Neuer Semperoper-Intendant will politisches Musiktheater machen

27. August 2018 - 10:00 Uhr

Dresden – Die Semperoper Dresden geht an diesem Mittwoch mit einem neuen Intendanten in die neue Spielzeit. Nach Ansicht von Peter Theiler darf das Haus kein "politikfreies" Musiktheater sein. "Es gibt keine apolitische Kunst. Eine Haltung zu den Themen unserer Zeit ist wichtig", sagte der 62-jährige Schweizer der Deutschen Presse-Agentur in Dresden. Er verstehe das aber nicht doktrinär, sondern im analytischen Sinne. "Es gilt Themen aufzugreifen, die heutige Menschen bewegen." Zugleich habe sich die Semperoper ihrer Vergangenheit zu stellen. Wenn sich das Haus dem Werk von Richard Strauss und Richard Wagner verpflichtet fühle, müsse es auch Werke von Komponisten aufführen, die in der NS-Zeit als verfemt galten oder schon zuvor Opfer von Antisemitismus wurden.

Peter Theiler

Peter Theiler

"Ich bin ein großer Wagner-Fan, aber ich sehe ihn auch sehr kritisch. Wenn wir Wagner spielen, dann führen wir auch Giacomo Meyerbeer auf", sagte Theiler mit Blick auf seine erste Spielzeit. Meyerbeers "Hugenotten" haben im Juni 2019 ihre Premiere an der Semperoper: "Kein anderer hat sich an ihm mehr versündigt als Richard Wagner mit seiner antisemitischen Einstellung", sagte der neue Intendant. Dabei seien Porträts beider Künstler auf dem Schmuckvorhang der Semperoper zu finden.

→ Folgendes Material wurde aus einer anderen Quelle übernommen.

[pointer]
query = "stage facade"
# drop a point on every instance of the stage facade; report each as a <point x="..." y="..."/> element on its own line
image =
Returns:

Der Premieren-Auftakt mit Arnold Schönbergs "Moses und Aron" (29. September) und die folgende Premiere "Ariadne auf Naxos" (2. Dezember) von Richard Strauss gehörten in den Kontext "verfemt und politisch angepasst". Strauss war Präsident der Reichsmusikkammer.

Die Auseinandersetzung mit der Vergangenheit hat Theiler auch als bisheriger Generalintendant des Staatstheaters Nürnberg gesucht. Mit seinem Chefdramaturgen Johann Casimir Eule ging er der Geschichte des Musiktheaters in der "Stadt der Reichsparteitage" der Nazis und ihrer Vorläufer nach. Das Forschungsprogramm mit der Universität in Bayreuth, dem Forschungszentrum für Musiktheater in Thurnau sowie dem Dokumentationszentrum Reichsparteitage und dem Städtischen Museum Nürnberg mündete in einem Symposium und einer Ausstellung: "Die Reichsparteitage wurden ab 1935 mit den 'Meistersingern' eröffnet, die Mittelloge hieß Führerloge. Das ist ein Thema, das mich nicht mehr los lässt. Dem müssen wir uns auch in Dresden stellen."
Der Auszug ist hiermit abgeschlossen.